No entanto, a prática é outra. A 28 de Agosto de 2006, António Carlos Sumbula criou formalmente a empresa privada Mi Diamond, Limitada, com o seguinte objecto social: “comercialização de diamantes e outros recursos naturais, prospecção, pesquisa, produção de recursos mineiras, construção civil e obras públicas, agricultura, pescas, hotelaria e turismo e imobiliária”.
O capital social da empresa é detido, em 99 porcento, por António Carlos Sumbula, enquanto a um outro sócio, Miguel António Chambole, cabe simbolicamente um porcento do negócio.

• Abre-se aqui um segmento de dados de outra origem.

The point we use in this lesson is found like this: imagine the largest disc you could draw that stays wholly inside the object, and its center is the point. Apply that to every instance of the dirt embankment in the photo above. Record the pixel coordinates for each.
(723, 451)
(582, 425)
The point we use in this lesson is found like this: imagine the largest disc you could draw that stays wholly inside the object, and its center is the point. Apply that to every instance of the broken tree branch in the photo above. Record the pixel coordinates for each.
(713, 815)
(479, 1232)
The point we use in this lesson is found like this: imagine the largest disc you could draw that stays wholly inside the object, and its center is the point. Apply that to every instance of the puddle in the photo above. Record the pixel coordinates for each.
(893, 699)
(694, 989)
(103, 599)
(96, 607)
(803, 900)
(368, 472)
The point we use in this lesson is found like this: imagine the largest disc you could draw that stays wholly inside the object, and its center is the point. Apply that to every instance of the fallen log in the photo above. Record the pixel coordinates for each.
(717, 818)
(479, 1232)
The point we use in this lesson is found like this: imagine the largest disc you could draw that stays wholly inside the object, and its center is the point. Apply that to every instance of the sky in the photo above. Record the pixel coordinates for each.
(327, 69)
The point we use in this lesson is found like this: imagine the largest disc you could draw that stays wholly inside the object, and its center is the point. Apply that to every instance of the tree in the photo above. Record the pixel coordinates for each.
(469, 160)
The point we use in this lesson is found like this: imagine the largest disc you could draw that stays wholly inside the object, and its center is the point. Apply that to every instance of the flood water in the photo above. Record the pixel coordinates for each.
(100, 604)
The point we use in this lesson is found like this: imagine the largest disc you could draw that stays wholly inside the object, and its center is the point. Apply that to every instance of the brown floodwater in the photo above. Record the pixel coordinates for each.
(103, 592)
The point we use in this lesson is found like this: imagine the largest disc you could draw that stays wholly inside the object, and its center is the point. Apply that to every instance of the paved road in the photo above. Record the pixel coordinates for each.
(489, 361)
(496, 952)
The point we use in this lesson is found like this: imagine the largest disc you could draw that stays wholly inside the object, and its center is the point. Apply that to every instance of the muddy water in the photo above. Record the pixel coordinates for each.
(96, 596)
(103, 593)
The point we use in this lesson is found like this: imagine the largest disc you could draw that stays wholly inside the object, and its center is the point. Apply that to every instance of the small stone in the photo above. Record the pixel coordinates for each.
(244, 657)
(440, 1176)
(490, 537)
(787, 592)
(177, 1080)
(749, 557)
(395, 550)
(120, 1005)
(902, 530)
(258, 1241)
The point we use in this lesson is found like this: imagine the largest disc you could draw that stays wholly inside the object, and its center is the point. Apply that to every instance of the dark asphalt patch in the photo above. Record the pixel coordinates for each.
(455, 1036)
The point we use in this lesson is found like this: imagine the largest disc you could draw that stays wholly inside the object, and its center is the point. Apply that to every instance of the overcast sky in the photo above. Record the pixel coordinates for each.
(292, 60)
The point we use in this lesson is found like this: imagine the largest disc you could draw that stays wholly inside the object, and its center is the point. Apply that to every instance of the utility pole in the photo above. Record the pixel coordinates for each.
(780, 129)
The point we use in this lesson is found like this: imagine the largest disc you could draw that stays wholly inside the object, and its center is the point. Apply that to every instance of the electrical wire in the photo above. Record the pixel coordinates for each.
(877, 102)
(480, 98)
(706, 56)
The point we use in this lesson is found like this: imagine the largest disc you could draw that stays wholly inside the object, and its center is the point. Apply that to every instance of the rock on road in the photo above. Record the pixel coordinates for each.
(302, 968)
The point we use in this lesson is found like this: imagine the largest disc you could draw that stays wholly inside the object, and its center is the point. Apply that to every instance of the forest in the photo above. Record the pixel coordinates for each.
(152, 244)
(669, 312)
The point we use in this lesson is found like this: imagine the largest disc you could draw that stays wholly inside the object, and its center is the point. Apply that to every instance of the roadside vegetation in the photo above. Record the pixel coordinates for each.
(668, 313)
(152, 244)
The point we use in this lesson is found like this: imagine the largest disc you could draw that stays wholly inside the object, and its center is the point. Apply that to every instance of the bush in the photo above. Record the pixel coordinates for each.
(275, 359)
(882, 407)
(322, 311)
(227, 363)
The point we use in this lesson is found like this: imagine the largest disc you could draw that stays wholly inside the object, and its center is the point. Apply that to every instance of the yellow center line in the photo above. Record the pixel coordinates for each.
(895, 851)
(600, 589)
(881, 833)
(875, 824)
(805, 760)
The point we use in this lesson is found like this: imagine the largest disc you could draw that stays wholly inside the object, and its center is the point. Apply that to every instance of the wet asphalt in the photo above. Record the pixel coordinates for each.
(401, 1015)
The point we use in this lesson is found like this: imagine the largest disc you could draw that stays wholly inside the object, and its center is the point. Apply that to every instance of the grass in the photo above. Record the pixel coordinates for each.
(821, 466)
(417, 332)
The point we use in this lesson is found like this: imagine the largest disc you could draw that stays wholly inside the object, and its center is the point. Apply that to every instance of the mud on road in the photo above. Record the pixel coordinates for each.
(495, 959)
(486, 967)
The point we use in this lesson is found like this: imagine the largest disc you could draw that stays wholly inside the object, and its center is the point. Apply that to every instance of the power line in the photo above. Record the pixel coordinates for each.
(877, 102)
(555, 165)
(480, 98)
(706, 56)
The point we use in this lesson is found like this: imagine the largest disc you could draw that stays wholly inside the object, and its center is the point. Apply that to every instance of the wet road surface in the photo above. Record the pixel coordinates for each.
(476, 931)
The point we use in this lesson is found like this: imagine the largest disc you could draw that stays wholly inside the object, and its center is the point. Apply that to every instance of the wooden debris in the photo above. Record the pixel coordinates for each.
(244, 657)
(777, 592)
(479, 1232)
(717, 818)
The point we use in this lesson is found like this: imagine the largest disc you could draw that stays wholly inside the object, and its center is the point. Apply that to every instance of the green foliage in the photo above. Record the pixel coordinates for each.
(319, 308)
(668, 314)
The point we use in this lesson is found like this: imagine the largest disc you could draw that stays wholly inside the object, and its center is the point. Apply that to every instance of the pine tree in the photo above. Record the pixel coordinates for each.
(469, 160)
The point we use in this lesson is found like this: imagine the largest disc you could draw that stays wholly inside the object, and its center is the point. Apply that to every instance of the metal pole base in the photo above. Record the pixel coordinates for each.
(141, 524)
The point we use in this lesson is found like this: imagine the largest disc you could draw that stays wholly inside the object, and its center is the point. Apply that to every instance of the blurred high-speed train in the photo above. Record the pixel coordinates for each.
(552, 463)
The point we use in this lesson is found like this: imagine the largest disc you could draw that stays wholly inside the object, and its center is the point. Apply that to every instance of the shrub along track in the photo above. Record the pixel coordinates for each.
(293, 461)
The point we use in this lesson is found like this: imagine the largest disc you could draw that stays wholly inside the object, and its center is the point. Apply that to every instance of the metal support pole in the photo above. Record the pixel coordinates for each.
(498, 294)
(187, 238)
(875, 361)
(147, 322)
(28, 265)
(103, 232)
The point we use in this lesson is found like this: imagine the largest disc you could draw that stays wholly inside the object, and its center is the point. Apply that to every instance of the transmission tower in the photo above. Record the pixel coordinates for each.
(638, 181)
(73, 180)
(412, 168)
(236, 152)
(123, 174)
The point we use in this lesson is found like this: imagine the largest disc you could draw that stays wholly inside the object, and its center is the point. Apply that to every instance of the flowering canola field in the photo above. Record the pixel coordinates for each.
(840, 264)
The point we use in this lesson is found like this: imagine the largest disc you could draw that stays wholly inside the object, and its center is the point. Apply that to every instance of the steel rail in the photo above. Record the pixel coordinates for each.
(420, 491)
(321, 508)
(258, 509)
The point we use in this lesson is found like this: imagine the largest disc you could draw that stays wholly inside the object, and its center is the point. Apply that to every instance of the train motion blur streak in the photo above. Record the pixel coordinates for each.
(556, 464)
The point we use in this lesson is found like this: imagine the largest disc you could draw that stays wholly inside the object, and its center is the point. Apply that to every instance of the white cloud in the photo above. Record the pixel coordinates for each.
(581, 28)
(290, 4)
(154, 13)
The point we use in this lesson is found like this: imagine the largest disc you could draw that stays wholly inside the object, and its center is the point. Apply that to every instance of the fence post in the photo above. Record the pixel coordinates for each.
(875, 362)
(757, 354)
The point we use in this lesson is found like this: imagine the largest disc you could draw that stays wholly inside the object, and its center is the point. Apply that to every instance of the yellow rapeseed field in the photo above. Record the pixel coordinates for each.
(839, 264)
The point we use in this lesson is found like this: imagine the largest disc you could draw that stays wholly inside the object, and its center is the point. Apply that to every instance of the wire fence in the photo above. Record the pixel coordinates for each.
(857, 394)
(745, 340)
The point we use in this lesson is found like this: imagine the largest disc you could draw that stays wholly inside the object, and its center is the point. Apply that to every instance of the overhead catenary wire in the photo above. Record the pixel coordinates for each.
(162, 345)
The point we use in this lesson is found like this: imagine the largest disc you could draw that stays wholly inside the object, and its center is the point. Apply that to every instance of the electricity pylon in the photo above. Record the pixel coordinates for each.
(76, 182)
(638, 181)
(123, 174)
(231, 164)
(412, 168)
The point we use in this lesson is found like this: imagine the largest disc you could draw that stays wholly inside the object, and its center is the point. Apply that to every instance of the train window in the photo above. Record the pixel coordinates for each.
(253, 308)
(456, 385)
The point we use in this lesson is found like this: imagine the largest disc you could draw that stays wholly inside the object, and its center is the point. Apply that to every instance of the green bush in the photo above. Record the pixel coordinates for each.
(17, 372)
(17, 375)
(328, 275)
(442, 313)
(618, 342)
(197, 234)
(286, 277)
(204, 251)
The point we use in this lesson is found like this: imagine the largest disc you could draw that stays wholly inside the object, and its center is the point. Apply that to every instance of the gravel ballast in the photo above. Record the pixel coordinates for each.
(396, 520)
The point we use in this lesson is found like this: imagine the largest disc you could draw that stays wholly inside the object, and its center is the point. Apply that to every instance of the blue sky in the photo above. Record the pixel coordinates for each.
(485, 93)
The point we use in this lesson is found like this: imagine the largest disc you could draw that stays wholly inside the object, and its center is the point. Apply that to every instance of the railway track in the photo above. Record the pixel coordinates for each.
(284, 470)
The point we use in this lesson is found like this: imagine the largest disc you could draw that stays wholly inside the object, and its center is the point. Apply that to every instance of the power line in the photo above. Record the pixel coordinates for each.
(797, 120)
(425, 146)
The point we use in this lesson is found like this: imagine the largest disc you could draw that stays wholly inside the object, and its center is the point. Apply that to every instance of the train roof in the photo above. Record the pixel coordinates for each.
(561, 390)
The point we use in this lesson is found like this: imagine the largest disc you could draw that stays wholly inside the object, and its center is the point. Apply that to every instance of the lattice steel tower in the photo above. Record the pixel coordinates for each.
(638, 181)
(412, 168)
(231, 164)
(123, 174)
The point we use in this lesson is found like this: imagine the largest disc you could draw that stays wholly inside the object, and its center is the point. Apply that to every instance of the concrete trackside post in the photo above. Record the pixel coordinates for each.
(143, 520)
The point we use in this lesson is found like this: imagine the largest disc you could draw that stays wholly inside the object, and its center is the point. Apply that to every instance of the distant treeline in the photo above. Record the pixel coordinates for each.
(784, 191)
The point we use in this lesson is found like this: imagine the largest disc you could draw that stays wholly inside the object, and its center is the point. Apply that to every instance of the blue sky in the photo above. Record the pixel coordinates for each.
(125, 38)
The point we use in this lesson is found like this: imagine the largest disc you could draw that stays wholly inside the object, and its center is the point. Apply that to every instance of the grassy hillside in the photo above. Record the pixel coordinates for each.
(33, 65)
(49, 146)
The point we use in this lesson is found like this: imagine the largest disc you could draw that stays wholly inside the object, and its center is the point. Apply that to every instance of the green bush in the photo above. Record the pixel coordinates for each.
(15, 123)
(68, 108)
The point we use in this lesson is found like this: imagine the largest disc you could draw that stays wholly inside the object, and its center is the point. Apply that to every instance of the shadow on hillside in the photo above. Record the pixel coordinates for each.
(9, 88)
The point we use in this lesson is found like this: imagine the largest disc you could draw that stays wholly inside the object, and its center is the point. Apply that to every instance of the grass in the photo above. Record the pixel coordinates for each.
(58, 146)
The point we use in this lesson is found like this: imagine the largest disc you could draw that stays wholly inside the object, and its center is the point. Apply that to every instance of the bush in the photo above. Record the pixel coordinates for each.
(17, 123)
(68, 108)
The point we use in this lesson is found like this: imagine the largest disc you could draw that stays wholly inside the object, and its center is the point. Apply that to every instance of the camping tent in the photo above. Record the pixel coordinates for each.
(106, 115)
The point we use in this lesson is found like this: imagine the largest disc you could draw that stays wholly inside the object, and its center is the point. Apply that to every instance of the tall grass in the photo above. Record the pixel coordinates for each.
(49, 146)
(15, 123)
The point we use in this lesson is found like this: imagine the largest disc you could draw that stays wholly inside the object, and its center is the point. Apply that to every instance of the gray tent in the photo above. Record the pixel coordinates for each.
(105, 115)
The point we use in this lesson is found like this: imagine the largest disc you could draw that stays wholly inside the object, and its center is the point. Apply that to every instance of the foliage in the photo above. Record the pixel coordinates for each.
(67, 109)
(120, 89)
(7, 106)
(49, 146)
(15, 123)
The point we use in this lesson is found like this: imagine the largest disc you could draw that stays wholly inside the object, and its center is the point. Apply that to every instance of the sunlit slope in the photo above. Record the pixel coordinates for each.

A nomeação de Sumbula, em 2009, para PCA e director-geral da Endiama, marcou a implementação da Mi Diamond nas principais zonas de compra de diamantes produzidos por garimpeiros.
Para o efeito, a Mi
Diamond estabeleceu-se nas Lundas através de uma parceria com a Sodiam, empresa
detida pela Endiama em 99 porcento. O Instituto Angolano de Participações do
Estado (IAPE) detém o restante um porcento da Sodiam. Logo, a Sodiam é uma
empresa pública cujo conselho de administração é nomeado pelo Presidente da República.
É ilegal a parceria
entre a Sodiam e a Mi Diamond. António Carlos Sumbula está proibido, pela Lei
da Probidade, de ser sócio privado da Endiama, empresa que dirige enquanto
servidor público. A Sodiam é, para todos os efeitos, uma subsidiária da
Endiama. De um modo geral, a lei proíbe os gestores públicos de fazerem
negócios privados com o Estado para enriquecimento pessoal.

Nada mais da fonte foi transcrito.